My maternal grandmother, Nadia, was, when a teenager, a circus dancer of great renown and beauty. This is her story as she told it to her husband, my grandfather, Henry Lister ‘Hoppy’ Hopkin.

“They came from Odessa, on the Black Sea,” said Nadia, talking of her parents.

Her father Engel Yerasulmsky had been a tailor, and a very good tailor by all accounts, successful enough to make a decent living. But he got into trouble through backing a bill for a friend. When his friend was unable to pay Engel, the guarantor, found himself similarly insolvent. The upshot was that he and his family were exiled to Krasnoyarsk, central Siberia.

This was not as bad as might be have been for it was to this town in Central Siberia that the Czar had sent a large amount of officers – for daring to mutiny – with their families. These good people had realised that they had to do something about their new location and successfully turned it into quite a fashionable venue.

And it was here that Nadieshda Alexandrovna, – Nadia – or Granny Hoppy as I called her, was born, in 1889, as were her eight siblings.

The eldest son, Leon, would become an entertainer in his own right.

Then there was Luba – the eldest daughter would eventual marry an American and live in Hawaii – subsequent to a proposal from Louis Leonowens – the famous son of Anna Harriette Leonowens (see ‘Anne and the King of Siam’ and the musical ‘The King and I’), who she turned down. Lovely Luba was to become a Japanese prisoner in the war and had to endure the worst of the worst. After the war she lived on the east coast of Malaya in Kota Bharu where she had a restaurant which my cousin, Michael, visited in 1953.

Then another child, then Nadia, then Mischa, then Joseph – later adopted by a family the family befriended on the Trans Siberian Express who fell in love with him – and finally, Sonia – called Sophie – the youngest daughter who was aged only eight when they arrived in Bangkok.

But that’s getting a little ahead of the story.

Father Engel did not want to spend the rest of his life in Krasnoyarsk.
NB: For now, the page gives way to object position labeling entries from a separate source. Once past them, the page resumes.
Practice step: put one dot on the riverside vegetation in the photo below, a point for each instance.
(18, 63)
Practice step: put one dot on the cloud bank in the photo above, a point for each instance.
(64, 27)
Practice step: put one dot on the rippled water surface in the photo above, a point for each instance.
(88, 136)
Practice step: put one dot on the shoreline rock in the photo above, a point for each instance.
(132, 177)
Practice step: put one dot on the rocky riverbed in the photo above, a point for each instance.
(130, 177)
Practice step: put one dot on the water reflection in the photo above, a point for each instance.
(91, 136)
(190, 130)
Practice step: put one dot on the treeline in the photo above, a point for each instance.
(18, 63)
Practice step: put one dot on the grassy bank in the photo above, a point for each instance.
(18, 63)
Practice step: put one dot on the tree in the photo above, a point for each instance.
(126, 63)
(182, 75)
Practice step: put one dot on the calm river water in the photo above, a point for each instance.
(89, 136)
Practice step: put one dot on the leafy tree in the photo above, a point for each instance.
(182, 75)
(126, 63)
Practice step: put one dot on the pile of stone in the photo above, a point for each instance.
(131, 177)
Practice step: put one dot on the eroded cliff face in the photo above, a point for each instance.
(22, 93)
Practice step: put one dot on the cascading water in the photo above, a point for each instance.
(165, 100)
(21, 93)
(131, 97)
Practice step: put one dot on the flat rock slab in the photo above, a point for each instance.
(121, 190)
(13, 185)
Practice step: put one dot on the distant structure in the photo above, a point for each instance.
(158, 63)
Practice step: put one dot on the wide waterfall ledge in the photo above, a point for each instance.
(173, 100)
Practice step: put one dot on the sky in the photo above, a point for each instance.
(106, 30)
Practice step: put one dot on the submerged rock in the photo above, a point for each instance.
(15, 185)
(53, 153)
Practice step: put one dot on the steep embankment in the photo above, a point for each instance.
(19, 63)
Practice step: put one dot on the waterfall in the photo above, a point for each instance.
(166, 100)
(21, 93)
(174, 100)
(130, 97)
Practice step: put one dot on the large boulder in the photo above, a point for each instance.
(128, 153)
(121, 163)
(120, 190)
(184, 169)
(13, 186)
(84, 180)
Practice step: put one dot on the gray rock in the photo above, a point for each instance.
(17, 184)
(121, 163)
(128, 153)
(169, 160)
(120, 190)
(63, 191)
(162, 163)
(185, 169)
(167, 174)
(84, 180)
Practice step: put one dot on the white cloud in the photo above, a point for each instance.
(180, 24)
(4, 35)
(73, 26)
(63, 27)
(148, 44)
So one day hearing of the building of the Trans-Siberian railway and learning that the line would pass though their region on its way to Vladivostoc, he asked those in charge if they were looking for workers. He told them his profession and was immediately offered a job repairing and supplying new clothes for the workers for theirs were rapidly turning into rags.

And when he asked if he would take his family as well they were more than happy to make room for them – all ten of them. In fact those building the railway needed people with many different talents, as at one stage there was a total of 84,000 employed on the line.

But the family little cared about the hard work or the crowded conditions on the train for it meant ….. escape, though at a very slow pace. It meant escape from Siberia, from Russia, and with it a chance to reinvent them, to make their fortune and, best of all, a chance to be free, for Russia was changing. There had been one revolution and who knew what was to come.

Though they did not know it when they boarded the train it was to be the skills of the workers they met who would shape their future. For some of these were circus people who, as they befriended them they were happy to show them various tricks, juggling routines and how to do the exciting Russian dancing with those terpsichorean acrobatics. These were abilities that they could take anywhere in the world.

Eventually, they reached the sea and the port of Vladivostoc.

Though their education was rudimentary they were now very talented and could speak a smattering of half- a dozen languages.

They became famous as ‘The Engel family of Russian Dancers.’

Father Engel called himself Professor Engel, Magician and Illusionist. He would do clever tricks with cards, saw his fair daughters in half, suspend them in mid-air and make them disappear from chests. Many years later I asked Granny, then living in Paddington, about these tricks and how they were done, but she refused to tell me. She seemed slightly bored with this type of show business saying, in her rolling Russian accent, “Don’t be silly, lovely boy. It’s all so very simple.” She never gave anything away. Magician’s daughters keep trade secrets

Wherever they went they were a prodigious success. The girls Nadia, Luba and little Sonia sang English songs as well as dancing, and their quaint accents in which they sang were a tremendous hit with English and American audiences. For quite a while they were with Colonel Frank Fillis’s circus where the girls formed half of the ‘Six English Rosebuds’, though none of the six came from England or anywhere near it!

So that was how the family made their way as strolling players through the Far East via Manila where Nadia learned some Spanish, and India till eventually in 1912 they arrived in Bangkok, Siam.

Here Farther Engel embarked on a new line of business. One that was nearly as good as the stage, e.g. that of running an hotel and restaurant. It also provided music and dancing and gay revelry. The hotel was called the Commercial Hotel and lived up to its name. It was popular and proved a paying proposition. And here as The Engel family, they danced and sang before Indian Maharajahs and Sultans – the Sultan of Johore – always being always closely shepherded by Ma Engel.

And it was to one of these musical evenings, held at the Royal Palace, that the King of Siam, King Vajiravudh, gave the three girls most handsome gifts, gifts of jewellery and bracelets and rings. One of which still survives in within the family, a bracelet of ticles – ancient Thai gold coinage rolled in the shape of a flattened peanut – a bracelet a King gave to a beautiful lady who captivated him by dancing for him in his palace.

In 1916 Nadia married Hoppy and they had two children, Nadia and Mary.

Mary would marry Joseph Bulmer Hepworth, grandson of Joseph Hepworth, another tailor, the founder of Hepworth’s Tailors, now known as NEXT and they would have three children, Joseph, Louise and Carolyne.